放射線を受ける方は数年待ってから再建手術した方がいいと思います。


私はその時の失敗の記憶(特に何回も繰り返した手術の痛み)がぬぐえずに、なかなか次の再建に踏み切れず、その上人前に出られなくなった時期もありました。


今16年経って「今からでもやっちゃおうかな」と思う日もあります。胸元のあいた服が着たいとか、温泉に入りたいとかそんな理由で。


でも「やっぱり痛いのもう嫌だ」の気持ちのほうが勝ってしまいます。なので今でも右胸だけしかありません。


私が普段愛用している(うそっこ乳房)は重みのあるシリコン製です。


コットンで軽いものを使った時は上に上がってきて困りました。肩の上に胸があったこともあり「なんじゃこりゃあ」と笑ってしまいました。


その点シリコン製のものは高いのですが触り心地が本物のようでずっしりと重みもあります。
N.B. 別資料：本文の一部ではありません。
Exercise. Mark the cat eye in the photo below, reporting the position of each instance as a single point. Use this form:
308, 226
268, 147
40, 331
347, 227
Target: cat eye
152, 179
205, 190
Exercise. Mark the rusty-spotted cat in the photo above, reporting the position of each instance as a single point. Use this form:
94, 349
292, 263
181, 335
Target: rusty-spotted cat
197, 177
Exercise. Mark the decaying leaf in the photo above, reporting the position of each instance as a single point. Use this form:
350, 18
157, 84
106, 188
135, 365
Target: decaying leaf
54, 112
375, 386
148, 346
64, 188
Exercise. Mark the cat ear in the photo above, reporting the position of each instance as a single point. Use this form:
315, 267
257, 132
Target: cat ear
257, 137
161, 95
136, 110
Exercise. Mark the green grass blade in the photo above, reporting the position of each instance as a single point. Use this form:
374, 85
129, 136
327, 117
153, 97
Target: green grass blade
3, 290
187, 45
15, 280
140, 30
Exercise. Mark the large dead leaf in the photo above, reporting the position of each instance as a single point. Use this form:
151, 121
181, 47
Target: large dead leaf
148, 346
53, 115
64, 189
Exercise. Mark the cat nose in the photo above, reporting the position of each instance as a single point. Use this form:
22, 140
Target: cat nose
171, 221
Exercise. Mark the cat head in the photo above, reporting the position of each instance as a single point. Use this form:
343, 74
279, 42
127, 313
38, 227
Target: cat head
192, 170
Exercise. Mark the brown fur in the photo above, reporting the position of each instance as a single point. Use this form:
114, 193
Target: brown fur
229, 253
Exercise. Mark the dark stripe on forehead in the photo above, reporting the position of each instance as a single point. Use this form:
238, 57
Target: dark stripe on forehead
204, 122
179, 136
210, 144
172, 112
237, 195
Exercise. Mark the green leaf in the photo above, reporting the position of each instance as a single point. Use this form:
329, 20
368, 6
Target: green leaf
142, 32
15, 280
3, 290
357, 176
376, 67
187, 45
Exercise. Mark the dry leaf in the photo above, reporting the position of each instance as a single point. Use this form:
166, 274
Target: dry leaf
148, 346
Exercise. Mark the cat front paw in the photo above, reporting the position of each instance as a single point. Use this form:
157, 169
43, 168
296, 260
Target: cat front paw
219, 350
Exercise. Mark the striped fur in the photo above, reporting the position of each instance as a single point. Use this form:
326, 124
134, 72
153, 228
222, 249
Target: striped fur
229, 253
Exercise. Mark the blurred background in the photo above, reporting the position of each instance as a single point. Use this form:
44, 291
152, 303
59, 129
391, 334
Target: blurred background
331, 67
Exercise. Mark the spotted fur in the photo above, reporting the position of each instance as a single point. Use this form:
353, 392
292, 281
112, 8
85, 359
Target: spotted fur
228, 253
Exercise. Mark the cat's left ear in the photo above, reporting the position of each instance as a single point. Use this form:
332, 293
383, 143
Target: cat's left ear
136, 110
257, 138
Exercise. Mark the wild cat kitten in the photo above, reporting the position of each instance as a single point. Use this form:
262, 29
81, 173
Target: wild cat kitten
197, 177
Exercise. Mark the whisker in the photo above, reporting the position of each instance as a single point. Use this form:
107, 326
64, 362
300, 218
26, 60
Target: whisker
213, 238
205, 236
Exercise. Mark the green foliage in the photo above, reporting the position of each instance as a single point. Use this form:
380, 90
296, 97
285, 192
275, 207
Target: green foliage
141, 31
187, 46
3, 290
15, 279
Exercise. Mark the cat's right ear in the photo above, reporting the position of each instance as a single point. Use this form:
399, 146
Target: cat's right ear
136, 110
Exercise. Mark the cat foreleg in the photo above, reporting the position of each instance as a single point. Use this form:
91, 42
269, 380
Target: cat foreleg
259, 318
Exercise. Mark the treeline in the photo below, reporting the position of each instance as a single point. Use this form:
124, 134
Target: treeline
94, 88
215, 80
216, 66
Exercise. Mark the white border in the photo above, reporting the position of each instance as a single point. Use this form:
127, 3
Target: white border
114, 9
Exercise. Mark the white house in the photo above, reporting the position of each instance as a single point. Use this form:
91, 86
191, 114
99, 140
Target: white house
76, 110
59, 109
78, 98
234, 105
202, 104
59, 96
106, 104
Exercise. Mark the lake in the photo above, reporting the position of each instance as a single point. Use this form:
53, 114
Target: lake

体温で温まり、さらに柔らかくなり気持ちが良いです。


でもこれで大失敗したことがあります。


本来ポケット付きのブラに入れて使うのですが、肌への密着度がとても良かったので胸に直接当てて、普通のブラをしました。


「やった!これが一番いいな、普通のブラも買えるし!」と思っていたんです。


ブラの下からは絶対に出ないと思います。問題は上からでした。


家の前の花壇に花を植えているときでした。かがんだ瞬間ブラの上からシリコンがずるんと落ちて目の前の花壇に落ちました。


~プルルルルン~~と地面の上で揺れる乳房。シュールです。


ぎゃーっと叫び慌てて胸をひっつかみ家に走りこみました。家の前で良かった。モールの真ん中だったりしたら目も当てられません。


それ以来ポケット付きのいわゆる「乳がん手術後用」のブラを使うことにしたのでした。


古いTシャツでポケット部分を縫ったりもしますけど、きれいなブラはもう付けられないんだなと思うと少し寂しいですね。